Si è  svolta con  esito molto positivo domenica 14 dicembre scorso, presso il Foro Boario di Piazza Italia, la 33esima Fiera Regionale del Bovino di Razza Piemontese e della Giora, tradizionale appuntamento fieristico dedicato alla valorizzazione dei migliori capi di razza piemontese.
L’evento, ormai consolidato nel panorama agricolo e zootecnico regionale, ha visto la partecipazione di allevatori, agricoltori e numerosi visitatori, confermandosi come un importante momento di promozione dell’eccellenza carmagnolese e di incontro tra operatori del settore pubblico.
La piazza mercatale è stata animata da una significativa presenza di macchine agricole e da apprezzate degustazioni gratuite di panini  con cotechino di Giora, a cura dei macellai di Carmagnola, e di prosciutto bovino piemontese, offerto dalla Cooperativa  Carni Valle Belbo.
Nel corso della giornata si è  inoltre svolta l’iniziativa “Fattoria in città “, la mostra mercato dei piccoli animali che ha riscosso particolare interesse tra i visitatori.
Nell’ambito della Fiera ha anche trovato spazio la Mostra mercato del Porro lungo dolce di Carmagnola, con la partecipazione dei produttori Anna Maria Traversa, Mario Giraudi, Piero e Daniela, e la collaborazione dell’istituto Baldissero Roccati sezione Agraria, a testimonianza del forte legame tra tradizione agricola, formazione e territorio.
A completamento del programma fieristico si sono svolti i mercati straordinari di Natale di via Valobra e di viale Garibaldi, oltre al Mercantico in corso Matteotti, contribuendo ad animare il centro cittadino e a rafforzare l’offerta commerciale nel periodo pre-natalizio.
Per la categoria Giora, il primo premio è stato assegnato  all’azienda Guido Rattalino di Chieri , che si è  aggiudicata anche il riconoscimento per la Giora meglio presentata e quello per la categoria Vitelli Maschi. Nella categoria Buoi primo classificato è stato Migliore Andrea di Caraglio, per la categoria Manzi Adulti  il primo premio è  andato alla macelleria Mario Burzio di Carmagnola, mentre nella categoria Manzi Giovani si è  distinta la macelleria La Qualità di Giacomo Sandri di Carmagnola.
L’azienda Carlo Pelassa di Carmagnola ha ricevuto il primo premio per la categoria Vitelli Castrati  e Vitelle Femmine. Il primo premio nella categoria Giora Giovane è stato conferito alla Società Agricola La Cassanese di Riva presso Chieri.

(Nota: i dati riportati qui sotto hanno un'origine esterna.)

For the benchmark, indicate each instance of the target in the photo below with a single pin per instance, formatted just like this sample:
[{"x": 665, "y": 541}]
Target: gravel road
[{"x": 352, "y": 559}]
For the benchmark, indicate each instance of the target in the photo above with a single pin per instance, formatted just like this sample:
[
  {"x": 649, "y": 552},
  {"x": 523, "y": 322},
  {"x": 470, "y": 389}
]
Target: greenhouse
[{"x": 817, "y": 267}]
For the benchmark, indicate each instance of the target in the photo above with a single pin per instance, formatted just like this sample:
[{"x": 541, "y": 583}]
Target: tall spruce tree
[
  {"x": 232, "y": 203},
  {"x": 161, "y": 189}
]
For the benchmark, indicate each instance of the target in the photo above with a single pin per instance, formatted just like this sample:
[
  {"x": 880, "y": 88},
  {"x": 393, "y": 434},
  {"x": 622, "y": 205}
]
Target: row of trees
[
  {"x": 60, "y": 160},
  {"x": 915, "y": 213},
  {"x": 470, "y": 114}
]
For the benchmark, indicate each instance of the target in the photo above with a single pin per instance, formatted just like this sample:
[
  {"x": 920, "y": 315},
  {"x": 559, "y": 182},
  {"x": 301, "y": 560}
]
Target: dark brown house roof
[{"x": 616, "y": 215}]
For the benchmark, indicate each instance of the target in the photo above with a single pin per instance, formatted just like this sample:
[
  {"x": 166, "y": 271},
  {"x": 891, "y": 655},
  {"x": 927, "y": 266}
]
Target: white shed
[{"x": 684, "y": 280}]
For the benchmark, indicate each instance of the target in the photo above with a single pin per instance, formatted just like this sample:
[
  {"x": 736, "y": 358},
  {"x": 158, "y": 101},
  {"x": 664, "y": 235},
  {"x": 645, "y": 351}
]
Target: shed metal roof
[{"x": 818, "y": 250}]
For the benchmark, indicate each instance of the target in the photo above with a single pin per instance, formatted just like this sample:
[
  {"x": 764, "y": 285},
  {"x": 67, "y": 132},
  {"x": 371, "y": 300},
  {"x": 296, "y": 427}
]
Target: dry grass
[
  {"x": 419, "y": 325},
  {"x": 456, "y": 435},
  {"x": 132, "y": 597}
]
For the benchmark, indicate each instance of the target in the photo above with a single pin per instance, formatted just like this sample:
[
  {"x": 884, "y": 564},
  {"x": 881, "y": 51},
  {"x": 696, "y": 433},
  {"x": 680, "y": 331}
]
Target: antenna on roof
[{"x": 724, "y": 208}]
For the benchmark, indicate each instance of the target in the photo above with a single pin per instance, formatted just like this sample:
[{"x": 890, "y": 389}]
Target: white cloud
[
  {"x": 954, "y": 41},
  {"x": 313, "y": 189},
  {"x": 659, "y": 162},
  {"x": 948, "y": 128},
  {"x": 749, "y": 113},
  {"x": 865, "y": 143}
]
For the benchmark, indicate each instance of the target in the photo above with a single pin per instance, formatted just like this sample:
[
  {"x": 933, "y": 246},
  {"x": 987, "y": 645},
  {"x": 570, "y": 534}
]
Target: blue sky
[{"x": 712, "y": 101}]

A chiusura delle iniziative di dicembre, mercoledì 17 si è tenuto presso il Foro Boario di Carmagnola l’ultimo appuntamento delle aste mensili dei bovini, che non proseguiranno a partire dal primo gennaio 2026.
Il progetto delle aste mensili, unico nel suo genere in Piemonte, fortemente voluto dall’amministrazione comunale, era stato avviato con l’obiettivo di rilanciare il mercato locale del bestiame e di sostenere concretamente il comparto zootecnico.
L’esperienza maturata nel corso di questi anni ha posto le basi per l’elaborazione di un nuovo e più ampio progetto di sviluppo del Distretto della Carne Piemontese, dedicato alla valorizzazione e alla promozione di questa eccellenza anche a livello internazionale, che l’amministrazione comunale sta attualmente sviluppando, con l’obiettivo di rafforzare ulteriormente il ruolo di Carmagnola come punto di riferimento per il settore e di generare ricadute positive sull’economia locale e sull’intero sistema produttivo piemontese.

“Con l’asta del 17 dicembre si conclude un percorso importante che, nel corso degli anni, ha riportato con continuità gli allevatori e gli operatori del settore a confrontarsi in un luogo centrale come il Foro Boario – ha dichiarato l’assessore all’Agricoltura Roberto Gerbino – restituendo valore al mercato e al dialogo diretto sul futuro dell’agricoltura e della zootecnia. In questo progetto sono transitati complessivamente 613 vitelli attraverso 23 aste mensili e due aste straordinarie in occasione delle fiere, numeri che testimoniano la solidità e l’efficacia dell’iniziativa.
L’esperienza maturata consente oggi di guardare avanti e di lavorare a un progetto ancora più strutturato a livello regionale, dedicato alla valorizzazione della carne piemontese”.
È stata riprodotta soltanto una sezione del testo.